Saturday, September 29, 2007

Review: Jacob's Ladder

A year or two after its theatrical release in 1990, Vicki and I watched Jacob's Ladder as a video rental. We both came away from that experience with a positive impression of the film, but a decade and a half later, neither of us could've given even a cursory plot description of it. Fortunately, I recently recorded it, and tonight we had our second viewing.

I don't want to spoil the movie for anyone who hasn't seen it - or, like us, doesn't remember it! - so I won't give away the final reveal. Suffice it to say that what's shown in the closing ten minutes or so puts the preceding events in a completely new light... and then does it again! It's the sort of finale that is likely to have you talking, and thinking, about it for awhile afterwards. But even if, for some reason, you weren't able to see the end of the story, you'd still have been quite entertained up to that point.

Jacob Singer, played by Tim Robbins, seems to be rapidly losing his mind right before our eyes. He's a Vietnam vet whose connection to reality is slipping away with each new bizarre experience he has. From subway stations that are mysteriously locked down - with him inside! - to a Brazil-like scene in a hospital-from-Hell, Jacob's often not sure what's real, and what's not. And of course the viewer is put in exactly the same position! Is he really being hounded by demons, has he wandered into some dark dimension, or is he simply going cuckoo for Coco-Puffs? Finding out the answer turns out to be quite the ride!

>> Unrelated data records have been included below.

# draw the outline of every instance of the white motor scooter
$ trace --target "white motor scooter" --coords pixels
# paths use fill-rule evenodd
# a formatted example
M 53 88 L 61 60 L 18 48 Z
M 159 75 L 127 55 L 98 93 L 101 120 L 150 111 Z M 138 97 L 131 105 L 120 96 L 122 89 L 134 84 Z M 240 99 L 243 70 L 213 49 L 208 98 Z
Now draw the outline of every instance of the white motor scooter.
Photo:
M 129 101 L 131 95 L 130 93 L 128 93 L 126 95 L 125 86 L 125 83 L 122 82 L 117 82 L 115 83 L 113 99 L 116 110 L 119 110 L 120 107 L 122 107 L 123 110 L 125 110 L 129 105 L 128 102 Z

Besides reminding me of the aforementioned Terry Gilliam classic from 1985, I also spotted a possible homage to James Whale's Frankenstein - in a chiropractor's office, of all places, as a zany Danny Aiello implores his patient to get up from his adjustment platform and "waaaaalk!" - as well as a shot of a pile of severed arms that has to strike a chord with anyone who's ever seen Apocalypse Now: specifically, Colonel Kurtz's famous description of the village where he and his men had gone to inoculate some children against polio. And I'd be lying if I didn't acknowledge how thrilled I was to see lovely Elizabeth Pena again, who'd later go on to shoot the lights out in Lone Star. And that response wasn't just because of all her nude scenes here, although that sort of thing never hurts!

Oh, and if you're a Macaulay Culkin fan - and who isn't? - he has an uncredited part in the film as Jacob's ill-fated son Gabriel. And even in that small a role, he still manages to grab your heart-strings and show some impressive range! (Hey, I'm only half-joking here!)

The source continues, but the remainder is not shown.